Inquiries revealed that between August 2014 and February this year more than £100,000 had been paid into the same NatWest account and the police were alerted.
Miss Shepherd said Bell was asked for an explanation when he returned to work after his holiday and he simply put his head in his hands and said: ”I’ve nothing to say.”
Bell was dismissed from his position and further inquiries revealed that he was the sole director of a company whose bank account had also received sums of money from Dews since March 2011.
Following his arrest in March Bell told police that he had started transferring money into his failing business and he had used stolen cash to fund his online gambling problem.
Bell, who now faces a further court hearing in December under the Proceeds of Crime Act, pleaded guilty to a charge of fraud which covered the period between March 2011 and February 2015 and related to a total sum of £499,563.48.
Miss Shepherd said there had also been an element of “covering his tracks” by Bell.
Barrister Mark Watterson, for Bell, confirmed that the root cause of his client’s offending had been his gambling problem.

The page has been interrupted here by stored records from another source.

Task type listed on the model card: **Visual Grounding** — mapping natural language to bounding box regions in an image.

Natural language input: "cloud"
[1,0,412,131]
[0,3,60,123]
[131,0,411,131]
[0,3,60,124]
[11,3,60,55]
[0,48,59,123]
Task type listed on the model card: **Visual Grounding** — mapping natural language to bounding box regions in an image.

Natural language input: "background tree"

Mr Watterson said Bell’s addiction had “spiralled out of control” and after it had caused his business to falter it then led to him committing the fraud on his employers.
Mr Watterson urged Judge Colin Burn to give his client full credit for his early guilty plea to the fraud at a hearing before the magistrates and to take account of the impact that a custodial sentence would have on Bell and his family.
“The amounts involved are such that it is impossible for me to deal with you in any way other than a custodial sentence,” Judge Burn told smartly-dressed Bell.
The judge said he accepted that Bell’s gambling habit had led to his own undertaking failing before he started stealing from his employers in a state of “financial panic”.
“Obviously there will be proceedings under the Proceeds of Crime Act in which the authorities will be seeking to scrape back, by way of compensation for Dews, some of the money you have taken from them,” noted the judge.
In a statement released after the hearing Detective Constable Ash Nuttall of the Calderdale Proceeds of Crime Act (POCA) Team said:”Bell had been subject of an investigation by the Calderdale District POCA team to uncover the scale by which he had been able to enrich himself through criminal activity.
“As well as Andrew Bell spending time in prison we will seek to recoup the money stolen which will be returned to Dews Motor Group.
“This sentence and subsequent confiscation should send a strong message that we remain determined to ensure crime doesn’t pay and we will do everything in our power to track down and arrest those who are benefitting from crime and seize any assets.”